Fall brings cooler weather, pumpkin spice everything, and the urge to go and get lost in a corn maze.

But getting lost might not be as fun as some people think. In fact, for many families it is just as scary as that other October staple - Horror movies! 😱

“We thought this would be fun,” the woman said on the phone with the police, according to a NBC News story about the misadventure. “Instead, it’s a nightmare. I don’t know what made us do this.”

Though stressed, the family was never in any real danger. The maze staff were still on site, waiting for them to finish, and would have gone in to find them if needed. And the family simply could have walked through the corn “walls” to the field edge at any time. But panicked parents and kids aren’t that unusual. Anxious corn maze calls to 911 happen more often than you might think. 

Mazes are supposed to be fun—even the getting lost part, says Brett Herbst, who has been designing mazes in Utah and across the country since 1996. Herbst says there’s an art to making a maze: It must be engaging but not so tricky that people quit. “If you make it too challenging, you lose some people,” he says. While some visitors call the cops when they can’t find their way out, the bigger risk is people getting frustrated and cheating, he adds.

The modern corn maze—in which visitors are usually tasked with finding an exit or solving a variety of challenges—is a fairly recent invention, created only in 1993. Don Frantz, a creative director who had worked on Broadway and the Super Bowl’s halftime show, thought of the idea while admiring cornfields from an airplane. He recruited British designer Adrian Fisher to carve a dinosaur named Cornelius the Cobasaurus into a three-acre Pennsylvania field. Workers pulled stalks by hand to create the design.

Corn mazes are as popular as ever, according to Herbst. In areas hit by drought, however, some farms have had to think outside the box.
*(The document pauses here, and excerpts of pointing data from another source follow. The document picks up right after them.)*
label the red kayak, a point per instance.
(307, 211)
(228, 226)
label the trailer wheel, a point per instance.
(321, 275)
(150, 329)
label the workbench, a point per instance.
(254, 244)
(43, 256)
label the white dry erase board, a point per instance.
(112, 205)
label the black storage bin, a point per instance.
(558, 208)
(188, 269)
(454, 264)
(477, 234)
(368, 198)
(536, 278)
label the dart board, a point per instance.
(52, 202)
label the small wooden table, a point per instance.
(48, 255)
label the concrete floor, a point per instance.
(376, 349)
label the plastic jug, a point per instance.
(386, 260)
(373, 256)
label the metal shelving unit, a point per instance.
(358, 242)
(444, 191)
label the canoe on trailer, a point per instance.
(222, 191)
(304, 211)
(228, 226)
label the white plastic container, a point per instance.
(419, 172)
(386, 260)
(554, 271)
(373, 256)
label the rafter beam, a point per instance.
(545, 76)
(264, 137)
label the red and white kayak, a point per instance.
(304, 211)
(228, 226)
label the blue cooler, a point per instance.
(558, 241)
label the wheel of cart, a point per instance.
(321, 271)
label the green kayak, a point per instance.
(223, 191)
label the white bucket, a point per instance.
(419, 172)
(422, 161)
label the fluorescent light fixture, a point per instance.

In 2022, At’l Do Farms outside of Lubbock, Texas, used a mix of sorghum, sunflowers, pearl and foxtail millet, cowpeas, sun hemp, and radishes to create their maze. Herbst and some other farmers have also opted to complement their corn mazes with versions made of sunflowers. The key element, he says, is that you can’t see over or through them too easily. 

While some 911 callers might disagree, “Getting lost is a lot more fun than what you’d initially think,” says Herbst.